Supporting treatment

In terms of supporting treatment, we believe there are potential benefits of applying the disease label to obesity. Firstly, a medical diagnosis can act to help people to cope with their weight concerns by reducing their internalized stigma or the belief that their problems are self-inflicted and shameful. Such internalized stigma is itself a barrier to effective weight loss [11] and may impair weight loss maintenance [12, 13].

Secondly, we are hopeful that a classification of disease, or disease process, may help to change the public discourse about blame for the condition. Blame for heart disease or cancer is rarely put on the individual. Even in the case of lung cancer related to a history of tobacco use, patients are usually seen as victims trapped by their addictions. If a medical classification can help to reduce the persistent weight bias narrative in the mainstream media [14, 15] and social media [16, 17], this is also a compelling justification for the World Obesity position.
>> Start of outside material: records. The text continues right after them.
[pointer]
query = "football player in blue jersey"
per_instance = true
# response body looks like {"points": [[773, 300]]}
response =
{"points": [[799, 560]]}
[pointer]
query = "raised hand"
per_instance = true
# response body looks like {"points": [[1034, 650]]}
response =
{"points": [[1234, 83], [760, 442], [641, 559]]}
The weight bias narrative is also very common among healthcare professionals, even in the clinics responsible for helping people manage their weight [18]. Classification as a disease may have some impact here, encouraging greater empathy with patients and raising the patient's expectations of unbiased care from health professionals [19].
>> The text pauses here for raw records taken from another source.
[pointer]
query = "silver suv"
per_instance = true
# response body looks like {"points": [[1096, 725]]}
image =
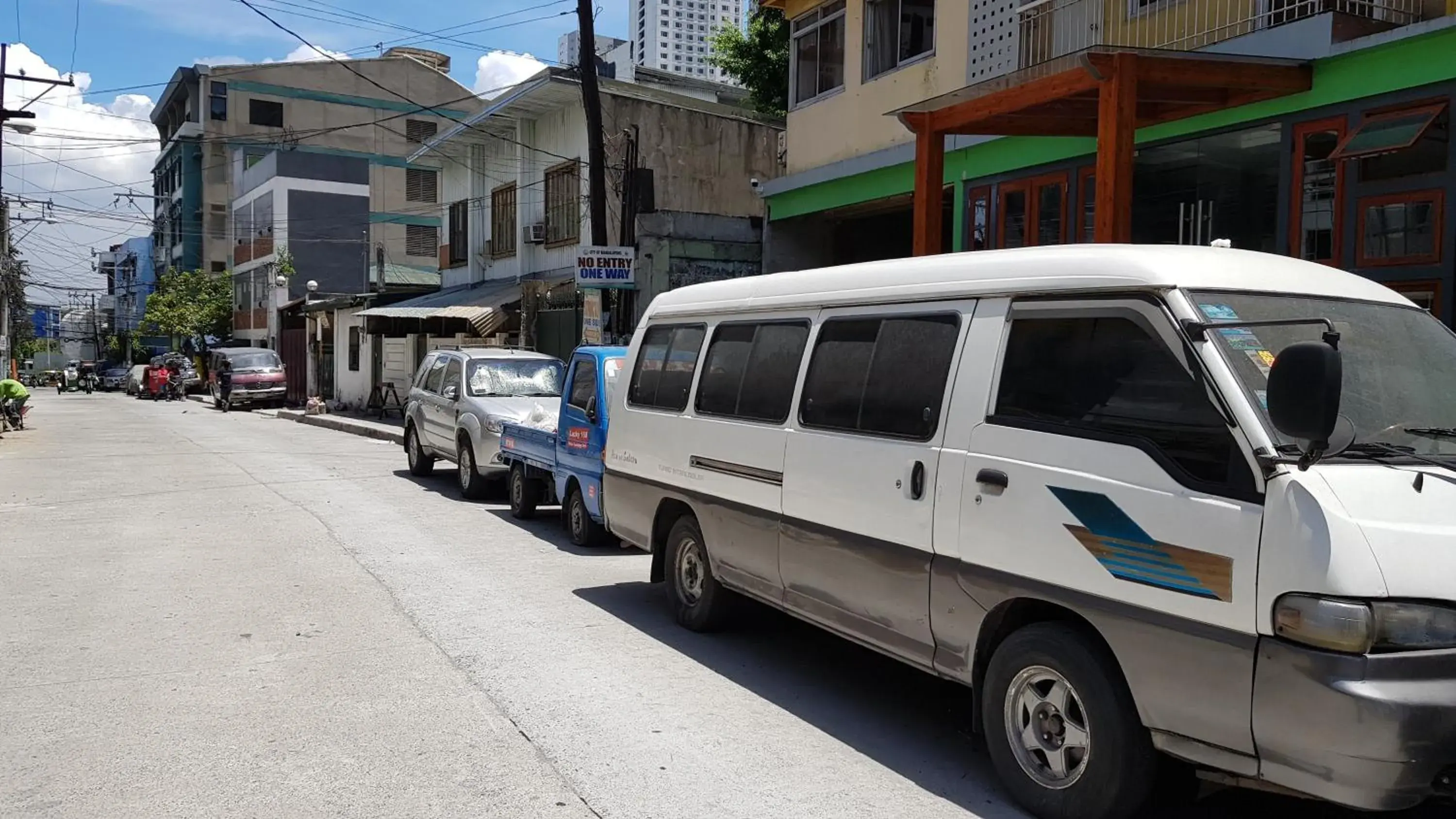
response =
{"points": [[459, 401]]}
Thirdly, recognition of obesity as a disease may have benefits in countries where health service costs are funded from insurance schemes that limit payments for non-disease conditions or risk factors. Even in countries where health services are largely funded from general taxation, as in the UK, there are arguments over whether people with obesity who ‘fail to look after themselves’ should be offered treatment [20] along with proposals to withhold standard surgical procedures for hip and knee operations for people with obesity unless they can show they can lose at least 10% body weight [21].

Supporting prevention

We underscore the importance of ensuring that defining obesity as a disease does not divert attention from the social and commercial determinants of the condition and the need to take a holistic or systems-wide view of disease causation. To define the condition as a disease must not weaken our resolve to advocate for measures such as controls on the promotional marketing of unhealthy foods and beverages to children or the taxation of sugar-sweetened beverages. We agree with the view that overemphasis on individual-oriented solutions to reducing the obesity epidemic, which depend on high levels of personal agency in resisting or overcoming obesogenic environmental forces, is unrealistic and potentially widens health inequalities [21, 22].
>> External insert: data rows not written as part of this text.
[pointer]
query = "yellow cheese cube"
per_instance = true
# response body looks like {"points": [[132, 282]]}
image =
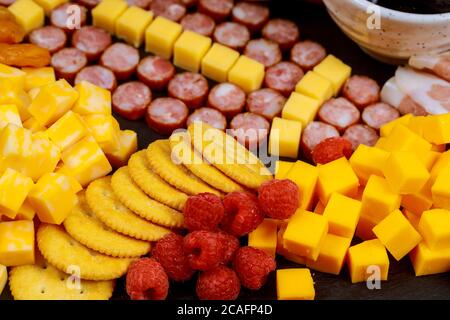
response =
{"points": [[248, 74], [305, 177], [405, 173], [131, 25], [14, 188], [218, 62], [52, 197], [38, 77], [378, 199], [86, 161], [332, 255], [295, 284], [161, 35], [28, 14], [337, 176], [315, 86], [343, 214], [363, 257], [305, 234], [53, 101], [16, 243], [189, 50], [264, 237], [300, 108], [334, 70], [92, 99], [105, 14], [284, 138], [397, 234]]}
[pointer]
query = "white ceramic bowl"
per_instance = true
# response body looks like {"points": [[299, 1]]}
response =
{"points": [[399, 34]]}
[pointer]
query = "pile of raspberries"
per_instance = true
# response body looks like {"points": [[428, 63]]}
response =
{"points": [[212, 245]]}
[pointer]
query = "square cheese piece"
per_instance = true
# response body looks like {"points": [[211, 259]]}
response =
{"points": [[189, 50], [284, 138], [295, 284], [105, 14], [367, 259], [397, 234], [28, 14], [131, 25], [16, 243], [218, 61], [248, 74], [161, 35]]}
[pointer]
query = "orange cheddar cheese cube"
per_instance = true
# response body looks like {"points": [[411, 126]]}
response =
{"points": [[16, 243]]}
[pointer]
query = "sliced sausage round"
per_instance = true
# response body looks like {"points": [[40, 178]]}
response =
{"points": [[339, 113], [249, 129], [251, 15], [378, 114], [131, 99], [210, 116], [361, 134], [266, 102], [219, 10], [51, 38], [155, 72], [92, 41], [283, 77], [68, 62], [232, 34], [228, 98], [362, 91], [307, 54], [98, 75], [265, 51], [199, 23], [282, 31], [120, 58], [164, 115], [191, 88]]}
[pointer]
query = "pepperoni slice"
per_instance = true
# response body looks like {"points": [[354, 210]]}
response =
{"points": [[265, 51], [266, 102], [307, 54], [249, 129], [232, 34], [68, 62], [191, 88], [155, 72], [131, 99], [199, 23], [210, 116], [283, 77], [98, 75], [51, 38], [228, 98], [164, 115], [122, 59]]}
Tackling obesogenic environments is not simply a preventive measure; it is also integral to the treatment process. Failure to maintain weight loss is the major problem for obesity management [23]. Weight re-gain is as much a problem as weight gain, and environments that lead to weight gain for the population generally are as likely to encourage weight re-gain among patients attempting to reduce and manage their weight [24]. Preventive measures therefore help prevent initial weight gain and reduce the risk of relapse for those receiving treatment.

In summary, while unhealthy weight gain in an obesogenic environment is a predictable biological response, the resulting excess adiposity is neither a biologically ‘normal’ nor healthy condition. Whilst recognition of obesity as a disease has the potential to over-medicalize a problem of societal origins, it also has the potential to improve treatment access and outcomes and can serve to strengthen measures to reduce the obesogenicity of the environment to which the population is exposed. This serves to strengthen arguments for the advocacy and public health activities of the World Obesity Federation.

Conflict of interest statement

No conflict of interest was declared.